I’m not complaining.
When I was born, did you write to your mother about me?
ELLEN
Of course I did.
CLAIRE
Did you tell her I was black or white?
ELLEN
I told her you were a baby girl and that all of your parts seemed reasonably intact.

(tries to lighten the conversation)

Let’s see, you had one nose, as many toes as you were needing—
CLAIRE
And did you tell her that my dad is black?
ELLEN
I wrote that he was tall, dark, and quite the good looker. I let her imagine the rest.
The hard part was skirting around the notion that he wasn’t Catholic.
CLAIRE
Oh, you’re sneaky clever, Mrs. Johnson.

There is a knock on the door, and LIAM (17) and MAEVE (16) enter.

LIAM
Morning, Mrs. Johnson. Morning, Claire.
ELLEN
Morning, Liam. You’re looking handsome today.
CLAIRE
But why are you combing your hair straight back? You know I never like it that way.
LIAM
My friend thinks it makes me look older.
CLAIRE

(Glances at Maeve)

Does she now?
ELLEN
And does your friend have a name?
MAEVE
It’s Maeve, ma’am. And I’ve been sent by Father Donahue to see about the job you’d be having.
ELLEN
Oh, yes. Well, I’m glad the two of you aren’t running around the streets like madmen. Can you use a cold glass of lemonade?
LIAM
That I could, ma’am. I was telling Maeve how I worked here from time to time and how you were looking for a girl. She’s sort of my intended.
ELLEN
Well, sit yourselves down. Lemonade is as good sitting as it is standing.

(LIAM and MAEVE sit)

CLAIRE
I didn’t know you had an intended, Liam.

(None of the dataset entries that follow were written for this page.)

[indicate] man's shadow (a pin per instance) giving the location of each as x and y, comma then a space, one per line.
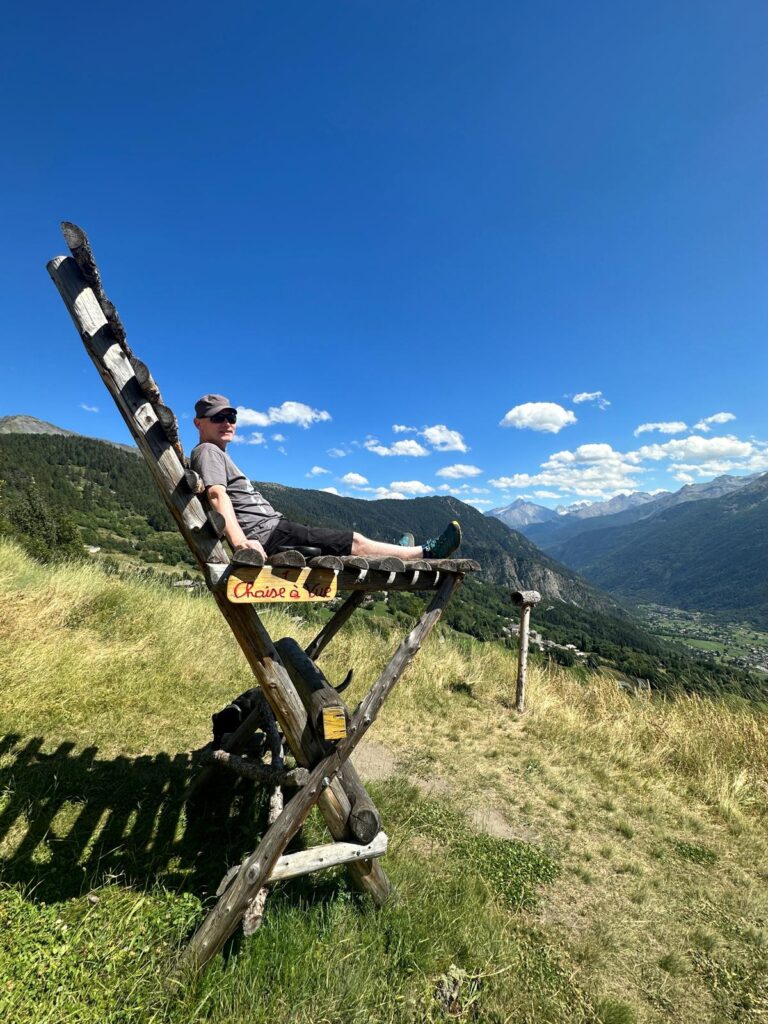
71, 821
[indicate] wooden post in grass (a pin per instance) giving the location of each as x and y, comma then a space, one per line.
525, 599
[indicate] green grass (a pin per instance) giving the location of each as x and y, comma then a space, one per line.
108, 685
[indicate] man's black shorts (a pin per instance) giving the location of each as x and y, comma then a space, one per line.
294, 535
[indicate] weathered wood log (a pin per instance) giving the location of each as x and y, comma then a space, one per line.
255, 770
326, 562
292, 865
146, 381
287, 559
334, 624
117, 373
365, 821
224, 916
522, 656
387, 564
248, 556
80, 248
353, 562
372, 581
255, 910
321, 699
168, 421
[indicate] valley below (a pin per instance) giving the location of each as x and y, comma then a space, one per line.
734, 643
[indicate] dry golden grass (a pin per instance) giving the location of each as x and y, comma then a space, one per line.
655, 810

And all this time I’ve had my hopes up.
LIAM
Go on with yourself, Claire.
ELLEN
How old are you to be thinking of marriage?
LIAM
Old enough if I can keep working steady. I’m doing errands for you, but I’ll shame the devil and tell you right out that I’m looking for something stronger.
MAEVE
My mother wasn’t but sixteen, same as me, when she got married.
ELLEN
Well, those were the old days—when you married coming down the gangplank. So tell me where you worked before.
MAEVE
For a gentleman who lived on Gramercy Park. He was an old man who needed looking after. I cleaned for him and sometimes made him tea. But he up and died in a sudden way and left me without a job and the week’s pay because his daughter said she didn’t know if I had been paid or not.
ELLEN
Which means you don’t have references?
MAEVE
No, ma’am. But I go to Mass on a regular basis and I give to the poor. I was in church when I seen Father Donahue.
ELLEN
We’re looking for someone who’s worked in a hotel.
MAEVE

(looking about)

I can pour pints, too.
ELLEN
Learn that at Mass, did you?
MAEVE
No, ma’am.
CLAIRE
Can you make square corners on a bed?
MAEVE
I don’t know. I never tried it. Are you working here?
ELLEN
When she’s not planning visits from the queen.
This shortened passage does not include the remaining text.